Monads are used heavily in Lean, as they are also in Haskell. Monads come from the wonderful world of Category Theory.

Monads in Lean are so similar to Haskell that this introduction to monads is heavily based on the similar chapter of the Monday Morning Haskell. Many thanks to the authors of that material for allowing us to reuse it here.

Monads build on the following fundamental type classes which you will need to understand first before fully understanding monads. Shown in light blue are some concrete functors and monads that will also be covered in this chapter:

This chapter is organized to give you a bottom up introduction to monads, starting with functors and applicative functors, you'll get an intuition for how these abstract structures work in Lean. Then you'll dive into monads and learn how to use some of the most useful built-in ones.

## Functor

A functor is a type class that provides a map function and the map function is something many
people are already familiar with so this should be easy to follow. Here you will see some
concrete examples in action with `List`

and `Option`

.

## Applicative Functors

Applicatives are a little more difficult to understand than functors, but their functionality can
still be summed up in a couple simple functions. Here you will learn how to create an
`Applicative List`

and a completely custom `Applicative`

type.

## Monads Tutorial

Now that you have an intuition for how abstract structures work, you'll examine some of the problems
that functors and applicative functors don't help you solve. Then you'll learn the specifics of how
to actually use monads with some examples using the `Option`

monad and the all important `IO`

monad.

## Reader Monads

Now that you understand the details of what makes a monadic structure work, in this section, you'll
learn about one of the most useful built in monads `ReaderM`

, which gives your programs a
global read-only context.

## State Monad

This section introduces the `StateM`

monad.
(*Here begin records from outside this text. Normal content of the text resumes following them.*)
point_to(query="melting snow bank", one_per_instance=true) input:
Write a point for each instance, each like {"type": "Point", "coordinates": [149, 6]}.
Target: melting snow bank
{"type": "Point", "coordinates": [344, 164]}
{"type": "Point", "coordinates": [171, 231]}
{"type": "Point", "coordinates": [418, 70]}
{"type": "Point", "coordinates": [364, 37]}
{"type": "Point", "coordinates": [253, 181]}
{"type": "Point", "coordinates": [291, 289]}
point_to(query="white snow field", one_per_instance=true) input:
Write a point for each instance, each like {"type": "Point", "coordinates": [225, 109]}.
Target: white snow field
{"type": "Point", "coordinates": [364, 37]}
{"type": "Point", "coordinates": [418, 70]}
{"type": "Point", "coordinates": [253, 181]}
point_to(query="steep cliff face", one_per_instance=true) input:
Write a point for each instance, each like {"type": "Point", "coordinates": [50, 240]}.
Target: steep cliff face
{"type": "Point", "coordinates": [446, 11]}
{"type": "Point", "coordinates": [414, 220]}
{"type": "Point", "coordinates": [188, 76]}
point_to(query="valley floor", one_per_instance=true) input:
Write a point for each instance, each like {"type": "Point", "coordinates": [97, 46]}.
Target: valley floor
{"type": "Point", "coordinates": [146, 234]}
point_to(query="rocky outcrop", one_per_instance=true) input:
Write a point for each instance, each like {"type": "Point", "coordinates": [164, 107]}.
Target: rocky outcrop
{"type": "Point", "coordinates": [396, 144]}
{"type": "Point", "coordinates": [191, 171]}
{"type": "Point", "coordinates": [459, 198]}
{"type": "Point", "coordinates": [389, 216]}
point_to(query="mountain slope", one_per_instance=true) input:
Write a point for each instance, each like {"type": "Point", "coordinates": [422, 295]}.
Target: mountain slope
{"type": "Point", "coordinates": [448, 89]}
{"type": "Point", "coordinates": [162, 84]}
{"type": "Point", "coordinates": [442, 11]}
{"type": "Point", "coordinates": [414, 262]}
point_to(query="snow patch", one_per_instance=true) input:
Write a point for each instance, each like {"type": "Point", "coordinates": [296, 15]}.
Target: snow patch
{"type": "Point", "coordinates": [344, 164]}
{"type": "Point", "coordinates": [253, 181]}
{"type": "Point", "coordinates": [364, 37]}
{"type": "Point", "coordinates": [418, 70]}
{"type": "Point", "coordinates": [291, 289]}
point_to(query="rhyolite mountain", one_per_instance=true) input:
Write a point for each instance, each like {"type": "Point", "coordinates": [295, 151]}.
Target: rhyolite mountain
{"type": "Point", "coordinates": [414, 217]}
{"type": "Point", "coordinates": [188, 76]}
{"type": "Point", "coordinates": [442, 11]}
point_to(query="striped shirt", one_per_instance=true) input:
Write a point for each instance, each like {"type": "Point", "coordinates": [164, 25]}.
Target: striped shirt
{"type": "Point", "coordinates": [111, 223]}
This monad allows you to access a particular type that you can
both read from and write to. It opens the door to fully stateful programming, allowing you to do many
of the things a function programming language supposedly "can't" do.

## Except Monad

Similar to the `Option`

monad the `Except`

monad allows you to change the signature of a function so
that it can return an `ok`

value or an `error`

and it provides the classic exception handling
operations `throw/try/catch`

so that your programs can do monad-based exception handling.

## Monad Transformers

Now that you are familiar with all the above monads it is time to answer the question - how you can make them work together? After all, there are definitely times when you need multiple kinds of monadic behavior. This section introduces the concept of monad transformers, which allow you to combine multiple monads into one.

## Monad Laws

This section examines what makes a monad a legal monad. You could just implement your monadic type classes any way you want and write "monad" instances, but starting back with functors and applicative functors, you'll learn that all these structures have "laws" that they are expected to obey with respect to their behavior. You can make instances that don't follow these laws. But you do so at your peril, as other programmers will be very confused when they try to use them.